To begin, President Obama could have used Tuesday’s address to remind the nation how important the free flow of data is in today’s marketplace. About 95 percent of the world’s consumers live somewhere other than the United States, and access to these potential customers is critical to ensure job and economic growth here at home. However, without a renewed Safe Harbor agreement between the U.S. and European Union (EU), this growth is at risk.
Late last year a high court in the EU struck down the Safe Harbor agreement, which provided an avenue for companies on both sides of the Atlantic to collect, transfer, and store consumer data between the two continents. Without a new agreement, US companies, large and small, are left in a holding pattern, trying to figure out what is and is not legal when transferring and storing customer data across international boundaries.
Additionally, President Obama might have implored Congress to address the growing patent troll problem.
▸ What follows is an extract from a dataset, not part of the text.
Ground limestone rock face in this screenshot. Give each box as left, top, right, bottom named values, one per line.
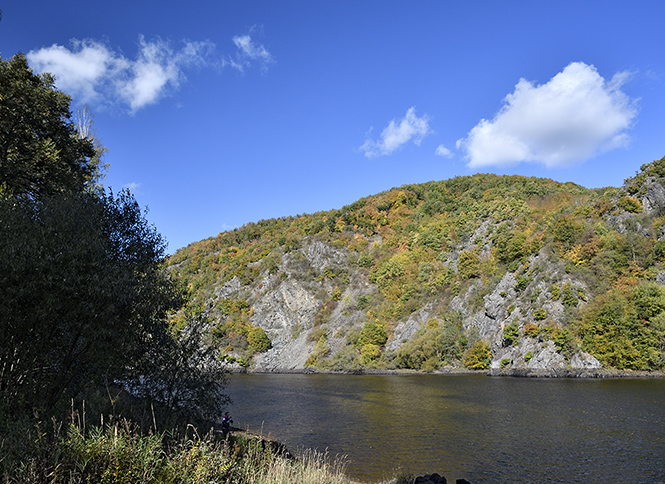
left=201, top=238, right=596, bottom=372
left=642, top=176, right=665, bottom=215
left=386, top=304, right=432, bottom=351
Patent trolls, those entities that wield overly broad, never-should-have-been-issued patents to extort payouts are running roughshod over businesses of all stripes and sizes around the country. They stifle innovation and kill great ideas in the cradle. The Innovation and PATENT Acts, which are unfortunately stalled in the House of Representatives and Senate, respectively, would go a long way to ending these harmful abuses. The bills, if signed into law, would shield legitimate innovators from troll con artists, and provide the stability and certainty every business needs to grow.
Finally, Tuesday’s address presented an opportune time for President Obama to speak about encryption. Presidential support for the widespread adoption of end-to-end encryption would help bring to an end the debate over whether Internet privacy must be sacrificed to protect the homeland. Building in so-called “backdoors” or granting special access for the “good guys” – law enforcement entities – creates an unacceptable vulnerability for everyone that could be exploited by hackers and thieves. Technologists, privacy experts, and industry representatives all agree that any weakness in our data security is a terrible idea. End-to-end encryption secures personal and commercial data while protecting Americans from crimes and overreaching government surveillance. According to Apple CEO Tim Cook, the White House should have clearly stated “no backdoors.”
In his closing remarks, President Obama asked how we can make our politics reflect what is best in us. We in the software sector like being part of the solution. Problem-solving is our ethos, and everything we do is done with an eye towards progress. Cooperation in Congress can be hard to come by, but tackling the aforementioned Innovation and PATENT Acts, along with bills like the Email Privacy Act and the Judicial Redress Act would send a signal to Americans and the world that our politics can reflect what’s best in us. Each of these bills enjoys broad, bipartisan support, creates jobs, would grow the economy, and on the whole, benefits the nation. The Email Privacy Act would afford our emails the same legal protections as the mail on our desk, and the Judicial Redress Act would not only enable our EU allies the opportunity to correct personal data the US government might have on them, but would also help to finalize the Safe Harbor 2.0 agreement.
As President Obama enters the final stretch of his term, we applaud his work to make STEM education a priority. Making sure our workforce is prepared for an ever-changing economy is a terrific idea. In the near-term however, we urge President Obama and Congress to tackle those issues outlined above to help Americans everywhere.